Understand various graphs of data analysis (box plots, data distribution graphs, linear regression graphs, correlation graphs) in one article (Alibaba Tianchi)

1. Box plot

1.1 Definition of box plot

Boxplot is also calledBox-whisker plot (Box-whisker Plot), box plot or box plot, is described by using five statistics in the data: minimum value, upper quartile, median, lower quartile and maximum value A statistical graph of data. It can visually display the outliers of the data, the degree of dispersion of the distribution, and the symmetry of the data.

 

Median: The value in the middle after the data is arranged in order from small to large. If the sequence is an even number, it is the average of the middle two numbers;

Lower quartile Q1: the number located at 25% of the data sequence;

Upper quartile Q3: the number located at 75% of the data sequence;

Interquartile range IQR: i.e. IQR = Q3-Q1;

Lower edge: = Q1 – 1.5 *IQR;

Upper edge: = Q3 + 1.5 *IQR;

Some people may have this question: The upper and lower edges are plus or minus IQR, why are the lengths of the dotted lines in the picture different?

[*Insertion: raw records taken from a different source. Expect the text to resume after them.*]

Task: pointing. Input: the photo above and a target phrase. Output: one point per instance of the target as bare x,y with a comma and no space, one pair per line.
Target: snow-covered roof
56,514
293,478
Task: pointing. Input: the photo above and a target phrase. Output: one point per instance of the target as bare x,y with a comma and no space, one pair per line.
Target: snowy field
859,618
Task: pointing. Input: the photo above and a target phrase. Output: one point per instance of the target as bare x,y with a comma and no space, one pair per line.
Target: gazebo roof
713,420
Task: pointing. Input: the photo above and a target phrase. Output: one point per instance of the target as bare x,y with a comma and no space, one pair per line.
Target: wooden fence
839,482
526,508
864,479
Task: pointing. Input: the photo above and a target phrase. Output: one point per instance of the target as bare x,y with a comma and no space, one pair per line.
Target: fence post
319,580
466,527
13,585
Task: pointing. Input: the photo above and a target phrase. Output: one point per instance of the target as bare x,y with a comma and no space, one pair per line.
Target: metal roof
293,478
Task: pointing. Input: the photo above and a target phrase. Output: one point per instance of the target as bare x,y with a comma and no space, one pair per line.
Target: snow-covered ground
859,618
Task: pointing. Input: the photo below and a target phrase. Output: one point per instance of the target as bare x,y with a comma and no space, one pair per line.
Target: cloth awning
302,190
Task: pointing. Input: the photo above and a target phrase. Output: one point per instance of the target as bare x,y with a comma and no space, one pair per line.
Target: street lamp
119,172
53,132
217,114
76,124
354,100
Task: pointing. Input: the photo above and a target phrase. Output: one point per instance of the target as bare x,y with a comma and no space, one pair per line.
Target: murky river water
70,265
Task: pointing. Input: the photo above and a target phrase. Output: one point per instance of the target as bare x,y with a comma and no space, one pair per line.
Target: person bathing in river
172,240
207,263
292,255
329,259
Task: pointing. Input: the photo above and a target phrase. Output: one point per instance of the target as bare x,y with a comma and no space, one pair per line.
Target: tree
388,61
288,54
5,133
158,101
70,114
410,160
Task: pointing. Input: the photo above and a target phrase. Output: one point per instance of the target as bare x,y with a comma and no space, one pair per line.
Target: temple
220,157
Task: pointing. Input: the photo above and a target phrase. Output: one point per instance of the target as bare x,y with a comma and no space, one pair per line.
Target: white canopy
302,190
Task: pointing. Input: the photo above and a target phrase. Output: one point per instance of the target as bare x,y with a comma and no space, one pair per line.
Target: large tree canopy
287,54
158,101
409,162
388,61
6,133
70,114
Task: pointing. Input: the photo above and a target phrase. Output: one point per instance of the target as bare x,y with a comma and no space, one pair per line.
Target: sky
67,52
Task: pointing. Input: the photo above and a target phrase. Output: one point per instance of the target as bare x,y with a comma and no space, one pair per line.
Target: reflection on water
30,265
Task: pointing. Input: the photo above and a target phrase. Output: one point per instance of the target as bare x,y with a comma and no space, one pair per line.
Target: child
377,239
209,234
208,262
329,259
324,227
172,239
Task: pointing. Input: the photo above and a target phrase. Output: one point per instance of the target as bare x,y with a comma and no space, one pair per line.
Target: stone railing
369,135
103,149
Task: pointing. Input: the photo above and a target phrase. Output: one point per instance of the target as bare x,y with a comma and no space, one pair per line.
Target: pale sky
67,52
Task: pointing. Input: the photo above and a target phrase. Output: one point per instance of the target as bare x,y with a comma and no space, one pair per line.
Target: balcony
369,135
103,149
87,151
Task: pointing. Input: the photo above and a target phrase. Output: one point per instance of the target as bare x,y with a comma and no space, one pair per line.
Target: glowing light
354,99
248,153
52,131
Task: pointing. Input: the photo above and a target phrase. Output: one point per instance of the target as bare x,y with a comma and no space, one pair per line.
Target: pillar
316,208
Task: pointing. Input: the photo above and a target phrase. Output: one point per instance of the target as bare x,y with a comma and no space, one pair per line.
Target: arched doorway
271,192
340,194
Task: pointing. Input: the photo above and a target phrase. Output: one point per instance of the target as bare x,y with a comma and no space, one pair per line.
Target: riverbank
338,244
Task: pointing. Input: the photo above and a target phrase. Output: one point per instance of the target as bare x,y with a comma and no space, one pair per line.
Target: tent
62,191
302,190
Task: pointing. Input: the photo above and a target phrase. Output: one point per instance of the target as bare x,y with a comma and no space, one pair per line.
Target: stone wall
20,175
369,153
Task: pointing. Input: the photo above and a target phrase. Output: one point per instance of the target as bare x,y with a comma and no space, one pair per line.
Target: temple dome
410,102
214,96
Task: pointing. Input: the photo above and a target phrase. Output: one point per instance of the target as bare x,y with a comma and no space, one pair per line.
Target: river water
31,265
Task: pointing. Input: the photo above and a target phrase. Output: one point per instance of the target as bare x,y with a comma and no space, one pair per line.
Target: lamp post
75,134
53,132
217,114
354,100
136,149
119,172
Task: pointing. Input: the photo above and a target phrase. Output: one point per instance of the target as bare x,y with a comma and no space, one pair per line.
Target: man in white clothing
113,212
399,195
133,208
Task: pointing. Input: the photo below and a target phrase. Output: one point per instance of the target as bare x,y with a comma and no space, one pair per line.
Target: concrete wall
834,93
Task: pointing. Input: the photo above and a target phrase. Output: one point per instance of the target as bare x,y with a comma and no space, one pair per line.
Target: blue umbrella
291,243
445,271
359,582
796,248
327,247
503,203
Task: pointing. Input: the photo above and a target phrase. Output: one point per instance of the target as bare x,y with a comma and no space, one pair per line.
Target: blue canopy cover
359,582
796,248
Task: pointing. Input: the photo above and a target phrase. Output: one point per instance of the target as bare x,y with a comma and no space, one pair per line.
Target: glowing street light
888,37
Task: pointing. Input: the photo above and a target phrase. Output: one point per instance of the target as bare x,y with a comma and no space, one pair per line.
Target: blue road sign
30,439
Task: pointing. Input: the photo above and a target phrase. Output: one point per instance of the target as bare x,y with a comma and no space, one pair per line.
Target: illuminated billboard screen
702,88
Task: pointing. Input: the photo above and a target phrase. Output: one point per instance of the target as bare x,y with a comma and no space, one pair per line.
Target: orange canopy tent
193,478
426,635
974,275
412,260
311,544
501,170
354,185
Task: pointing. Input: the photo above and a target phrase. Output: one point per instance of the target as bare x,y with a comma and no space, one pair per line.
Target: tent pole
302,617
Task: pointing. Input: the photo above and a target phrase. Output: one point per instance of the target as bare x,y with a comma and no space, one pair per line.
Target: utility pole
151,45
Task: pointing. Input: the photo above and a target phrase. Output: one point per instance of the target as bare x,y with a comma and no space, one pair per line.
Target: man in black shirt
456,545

In fact, the determination of the lower edge is based on the minimum value greater than Q1-1.5*IQR, so unless there happens to be a value equal to Q1-1.5*IQR, the actual lower edge is larger than Q1-1.5*IQR. In the same way, the upper edge is the maximum value less than Q3 + 1.5 *IQR. So in most cases, the upper and lower dashed lines are not of equal length. Instead, the length is -2.698~2.698\sigma, which is slightly smaller than6\sigma.
 

 


1.2 Characteristics of box plots

1. Intuitively observe outliers. If there are outliers in the data, that is, outside the upper and lower edge areas, they are represented in the form of dots
2. When the box plot When it is very short, it means that a lot of data are concentrated in a small range
3. When the box plot is very long, it means that the data distribution is relatively discrete and the difference between the data is relatively large< /span> 7. If the upper and lower dotted lines are relatively long, it indicates the upper and lower quartiles. The data outside of 6. The high and low positions of the median can reflect the degree of skewness of the data 5. When the median is close to the top, it means that most of the data values ​​are relatively small Large
4. When the median is close to the bottom, it means that most of the data values ​​are relatively small



1.3 Disadvantages of box plots

1. Although the box plot can show the skewness of the data distribution, it cannot provide an accurate measure of the skewness and tail weight of the data distribution;

2. For larger data batches, the shape information reflected by the box plot is more blurry;

3. There are certain limitations in using the median to represent the overall average.

Therefore, it is best to use box plots in conjunction with other descriptive statistical tools such as mean, standard deviation, skewness, distribution function, etc. to describe the distribution shape of the data batch.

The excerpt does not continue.